We also watched the last episode of Wartime Farm, which unsurprisingly covered 1945 and the immediate aftermath of the war, as well as wrapping up with a "what we've learnt" segment. So they were mostly concentrating on the fact that once the war was won, that didn't mean life returned to how it had been pre-war - not only did people still need fed, but in some ways the situation was even more precarious because Britain was close to bankrupt and couldn't afford to import food yet the fields were becoming less fertile due to a lack of manure and from being over-farmed. They also talked about the celebrations that people had (and the thing they dramatised was a firework elephant, which was awesome :D ). And they harvested the wheat crop they'd spent the year growing, using a brand new combine harvester (well, 70 year old one ...).

This was a good series, although I've struggled to write more than a paragraph per episode. I'm not quite sure why, but I guess partly because there was a lot of "look at how we did things" which isn't easy to transform into text. I did feel that they spread it all too thin, perhaps they couldn't do it half the number of episodes, but I do think they could've cut it down a bit. The format of half-dramatising, half-telling still feels like it shouldn't've worked, but they pulled it off very well.

I read an excerpt from the sequel to "The Desert of Souls" on tor.com & was intrigued enough to reserve this one at the library. And then a bit startled when it came in coz it had been long enough that I forgot I'd reserved it :)

It's set primarily in the Baghdad of the 8th Century, during the time of the Caliph Haroun al-Rashid, and our protagonists are part of the household of Jaffar, son of the Vizier. Jafar & Haroun are historical figures (as are some of the others), and they are also protagonists in some of the stories in the Arabian Nights. This story is a kind of modern story of that type, with ancient magic & djinn. There's also some of the feel of Sherlock Holmes & Watson to the main two characters.

Everything is told to us by Captain Asim, the man in charge of Jaffar's household guards. He organises a diversion for Jaffar after his pet bird has died - they go out into the market place in disguise, accompanied by the scholar Dabir. While Jaffar enjoys pretending to be a common person they go and have their fortunes told, and shortly afterwards a man being chased through the streets trying to reach Jaffar dies in front of them carrying an elaborate door pull.
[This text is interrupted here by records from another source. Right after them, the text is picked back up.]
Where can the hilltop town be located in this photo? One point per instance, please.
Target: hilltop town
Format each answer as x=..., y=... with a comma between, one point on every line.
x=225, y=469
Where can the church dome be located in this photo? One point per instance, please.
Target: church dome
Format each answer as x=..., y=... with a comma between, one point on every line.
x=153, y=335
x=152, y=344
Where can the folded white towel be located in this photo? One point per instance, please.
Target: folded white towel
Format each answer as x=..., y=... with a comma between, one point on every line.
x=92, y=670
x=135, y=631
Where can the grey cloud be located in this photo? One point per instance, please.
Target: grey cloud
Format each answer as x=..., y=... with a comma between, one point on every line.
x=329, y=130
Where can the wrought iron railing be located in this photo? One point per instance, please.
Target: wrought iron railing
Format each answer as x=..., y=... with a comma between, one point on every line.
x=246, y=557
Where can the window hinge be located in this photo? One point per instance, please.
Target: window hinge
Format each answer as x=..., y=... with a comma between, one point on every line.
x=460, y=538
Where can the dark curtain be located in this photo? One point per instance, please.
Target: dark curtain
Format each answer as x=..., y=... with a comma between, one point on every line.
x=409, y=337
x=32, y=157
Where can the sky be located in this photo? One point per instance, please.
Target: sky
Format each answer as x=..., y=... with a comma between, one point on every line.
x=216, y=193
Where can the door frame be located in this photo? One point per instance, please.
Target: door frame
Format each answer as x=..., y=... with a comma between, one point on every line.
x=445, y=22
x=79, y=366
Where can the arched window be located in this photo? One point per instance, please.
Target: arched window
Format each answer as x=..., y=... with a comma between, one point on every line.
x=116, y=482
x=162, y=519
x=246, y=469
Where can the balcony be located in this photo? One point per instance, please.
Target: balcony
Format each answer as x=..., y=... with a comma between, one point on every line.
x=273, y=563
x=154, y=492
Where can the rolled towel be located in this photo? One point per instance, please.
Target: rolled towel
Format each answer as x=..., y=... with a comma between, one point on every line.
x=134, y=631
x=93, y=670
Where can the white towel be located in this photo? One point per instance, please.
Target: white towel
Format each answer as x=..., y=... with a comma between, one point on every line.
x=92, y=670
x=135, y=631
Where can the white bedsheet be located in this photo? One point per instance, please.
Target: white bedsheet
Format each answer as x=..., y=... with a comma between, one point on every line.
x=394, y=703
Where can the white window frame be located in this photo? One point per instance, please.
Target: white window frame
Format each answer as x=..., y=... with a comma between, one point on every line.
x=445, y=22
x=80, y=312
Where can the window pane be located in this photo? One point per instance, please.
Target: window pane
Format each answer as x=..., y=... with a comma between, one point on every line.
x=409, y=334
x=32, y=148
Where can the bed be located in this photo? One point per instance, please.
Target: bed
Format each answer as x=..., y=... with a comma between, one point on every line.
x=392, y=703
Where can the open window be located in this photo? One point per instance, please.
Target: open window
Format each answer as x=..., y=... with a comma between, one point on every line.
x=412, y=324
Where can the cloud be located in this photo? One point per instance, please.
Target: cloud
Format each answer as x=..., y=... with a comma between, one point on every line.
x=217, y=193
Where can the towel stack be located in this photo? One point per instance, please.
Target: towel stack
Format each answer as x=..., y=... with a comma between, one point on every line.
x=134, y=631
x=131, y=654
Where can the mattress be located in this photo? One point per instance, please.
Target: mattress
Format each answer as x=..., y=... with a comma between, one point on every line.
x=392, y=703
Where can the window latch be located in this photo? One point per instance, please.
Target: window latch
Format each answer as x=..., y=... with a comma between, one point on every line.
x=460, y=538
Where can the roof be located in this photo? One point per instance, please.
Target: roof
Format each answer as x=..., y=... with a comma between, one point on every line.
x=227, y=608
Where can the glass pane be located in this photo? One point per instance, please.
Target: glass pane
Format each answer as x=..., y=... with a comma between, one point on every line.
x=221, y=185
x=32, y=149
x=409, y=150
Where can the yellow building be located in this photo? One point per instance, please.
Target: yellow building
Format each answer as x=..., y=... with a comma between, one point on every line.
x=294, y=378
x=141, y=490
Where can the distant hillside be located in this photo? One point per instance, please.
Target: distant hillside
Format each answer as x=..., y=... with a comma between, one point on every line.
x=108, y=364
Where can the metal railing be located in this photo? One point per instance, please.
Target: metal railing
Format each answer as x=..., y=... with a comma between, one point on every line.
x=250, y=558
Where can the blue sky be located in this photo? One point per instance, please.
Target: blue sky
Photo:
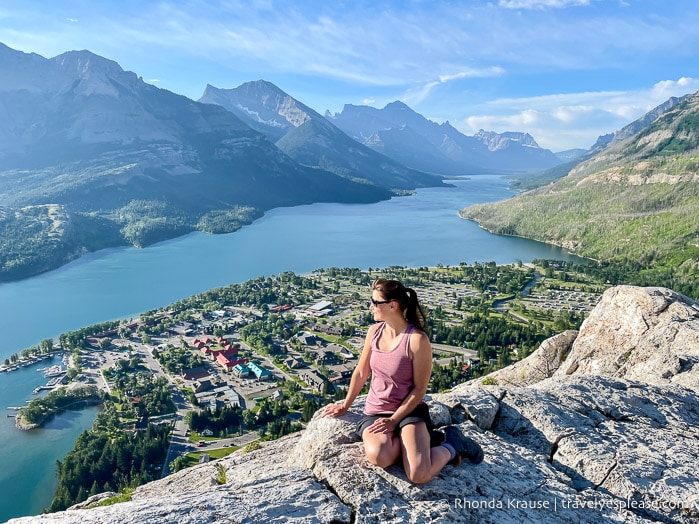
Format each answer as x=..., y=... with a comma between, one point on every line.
x=565, y=71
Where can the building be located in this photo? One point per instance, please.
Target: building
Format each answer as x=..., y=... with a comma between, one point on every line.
x=319, y=309
x=194, y=373
x=259, y=372
x=312, y=379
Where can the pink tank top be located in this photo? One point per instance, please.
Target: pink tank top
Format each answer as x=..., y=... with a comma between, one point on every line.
x=391, y=374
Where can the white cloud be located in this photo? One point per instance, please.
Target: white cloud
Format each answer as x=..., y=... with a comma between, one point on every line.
x=565, y=121
x=539, y=4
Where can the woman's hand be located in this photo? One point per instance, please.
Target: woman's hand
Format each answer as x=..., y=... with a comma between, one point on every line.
x=383, y=425
x=334, y=410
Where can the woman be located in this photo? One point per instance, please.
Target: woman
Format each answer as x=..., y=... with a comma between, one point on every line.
x=396, y=422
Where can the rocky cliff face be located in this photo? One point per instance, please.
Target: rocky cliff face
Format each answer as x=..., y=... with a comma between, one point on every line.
x=596, y=426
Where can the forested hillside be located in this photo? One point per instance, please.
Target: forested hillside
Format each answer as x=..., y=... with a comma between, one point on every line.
x=634, y=204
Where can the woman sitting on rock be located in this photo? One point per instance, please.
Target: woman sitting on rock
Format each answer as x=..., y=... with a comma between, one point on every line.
x=396, y=422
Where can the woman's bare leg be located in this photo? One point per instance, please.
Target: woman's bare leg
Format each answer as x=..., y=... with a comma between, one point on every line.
x=421, y=462
x=382, y=449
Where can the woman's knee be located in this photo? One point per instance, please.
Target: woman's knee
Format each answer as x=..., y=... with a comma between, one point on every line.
x=382, y=455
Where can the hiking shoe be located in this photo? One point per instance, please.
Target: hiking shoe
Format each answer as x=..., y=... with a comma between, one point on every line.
x=465, y=447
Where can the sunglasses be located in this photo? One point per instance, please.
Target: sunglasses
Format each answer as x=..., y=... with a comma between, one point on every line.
x=377, y=302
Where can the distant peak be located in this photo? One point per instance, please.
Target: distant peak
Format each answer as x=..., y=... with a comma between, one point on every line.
x=397, y=105
x=85, y=61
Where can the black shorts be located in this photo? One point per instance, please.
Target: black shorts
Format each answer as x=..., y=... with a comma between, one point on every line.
x=420, y=414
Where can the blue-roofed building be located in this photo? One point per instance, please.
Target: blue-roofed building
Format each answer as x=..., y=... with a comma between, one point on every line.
x=259, y=372
x=241, y=370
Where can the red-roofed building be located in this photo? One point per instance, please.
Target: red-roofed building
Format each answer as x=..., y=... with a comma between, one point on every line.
x=228, y=363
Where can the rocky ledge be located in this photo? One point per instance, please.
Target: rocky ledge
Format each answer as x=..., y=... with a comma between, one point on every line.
x=596, y=426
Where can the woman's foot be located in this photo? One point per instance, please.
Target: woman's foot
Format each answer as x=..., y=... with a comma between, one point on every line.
x=464, y=446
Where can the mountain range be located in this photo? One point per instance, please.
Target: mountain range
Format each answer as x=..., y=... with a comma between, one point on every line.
x=401, y=133
x=91, y=156
x=634, y=200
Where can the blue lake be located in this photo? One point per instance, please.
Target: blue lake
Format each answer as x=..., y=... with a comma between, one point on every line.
x=419, y=230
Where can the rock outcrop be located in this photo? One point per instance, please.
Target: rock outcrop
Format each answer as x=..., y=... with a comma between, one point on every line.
x=595, y=440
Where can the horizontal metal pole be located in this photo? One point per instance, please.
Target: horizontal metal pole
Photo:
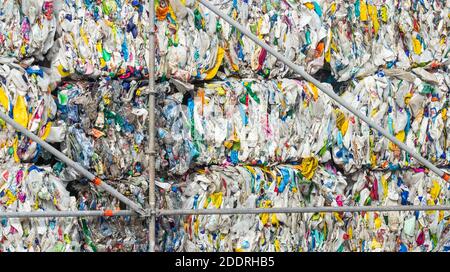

The two main plot lines of the book are thus launched - Dabir are tasked to find out what is so important about the door pull, and Asim is to guard him particularly when this requires travelling to a far away ruined city. Jaffar is also keen to separate Dabir from his erstwhile pupil, Jaffar's niece Sabirah, out of fear that they have fallen in love - said fear being encouraged by the prophecy of the fortune teller. Sabirah is destined for an arranged marriage with someone politically suitable, and far above the station of a scholar/tutor no matter how learned he is.

One thing I really liked about this book is how rooted in the real world it is - even the bits that are fantastical. There's a tale within the tale about a previous adventure of Jaffar, Asim & Dabir and described as an incidental detail in the ancient ruins they visit is what is what seems quite clearly an ancient Assyrian relief of a king in a chariot. The afterword at the end says that Haroun & Jaffar are real, but I was quite pleased I'd figured that out already & I'd looked them up (and the answer to what Jaffar's prophecy means was mentioned in wikipedia too!). Also helping it to feel real was that the characters don't feel like 21st Century Westerners dumped in an exotic setting.